Input of commands or text has been an integral part of control concepts since long before the introduction of Siri, Alexa and their sisters. The early days of voice input were characterized not only by limited capabilities of voice recognizers but also by the idea that everything in a car should be voice-controlled. However, a number of fundamental studies from the early days of voice control show that it just does not make sense to control everything through voice commands. With the ever-increasing quality of voice recognition and different user behavior of the next generation, it is of course possible that voice control applications will be expanded. Nevertheless, several findings from early studies still apply. Voice control is particularly suitable for one-dimensional, unambiguous information that does not require contextual knowledge of a system status. Examples include phone numbers or names of contacts to be called or an address to be entered into the navigation system. Voice control is not suitable at all for actions which can be performed with just the touch of a finger or which are time-sensitive, such as using the turn signal or braking.
Quick actions that require simple input are less suitable, if at all, in particular when they are based on contextual knowledge or the system’s learning ability. One example of a command that requires contextual knowledge is “Open the window.” How far should the window open?
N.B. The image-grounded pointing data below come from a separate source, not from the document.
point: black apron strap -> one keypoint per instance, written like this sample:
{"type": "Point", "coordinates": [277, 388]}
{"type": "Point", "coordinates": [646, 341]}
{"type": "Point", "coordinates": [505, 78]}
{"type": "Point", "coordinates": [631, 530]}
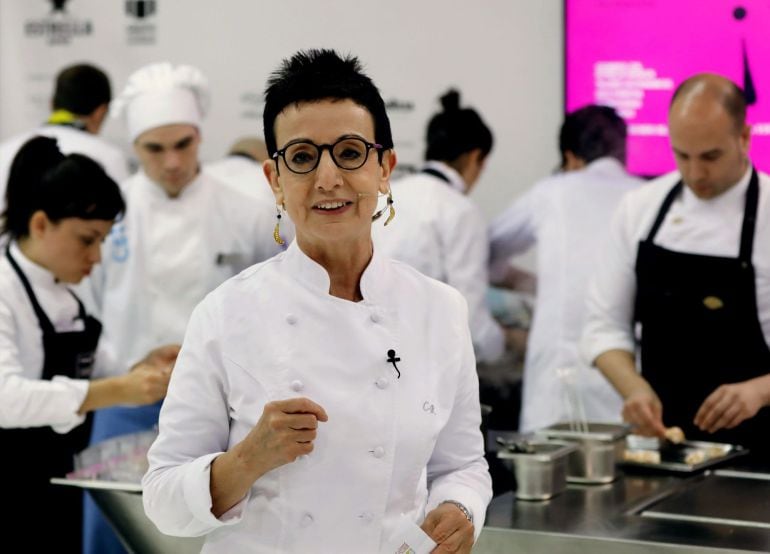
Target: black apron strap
{"type": "Point", "coordinates": [670, 197]}
{"type": "Point", "coordinates": [749, 218]}
{"type": "Point", "coordinates": [45, 323]}
{"type": "Point", "coordinates": [435, 173]}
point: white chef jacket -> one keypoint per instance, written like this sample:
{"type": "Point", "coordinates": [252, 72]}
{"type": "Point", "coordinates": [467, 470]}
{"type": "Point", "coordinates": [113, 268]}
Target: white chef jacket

If the driver needs to reach for a ticket at the entry gate of a parking garage, “open” would mean that the window should open all the way. If asked to “Open the window,” a passenger in a car travelling at high speed in the rain would probably open the window just a crack because their contextual knowledge tells them that opening the window all the way would be inappropriate in that situation.
Voice control will likely become ever more important to keep drivers’ eyes on the road and hands on the steering wheel. The extent to which this will happen depends on the quality of voice recognizers and on future user needs.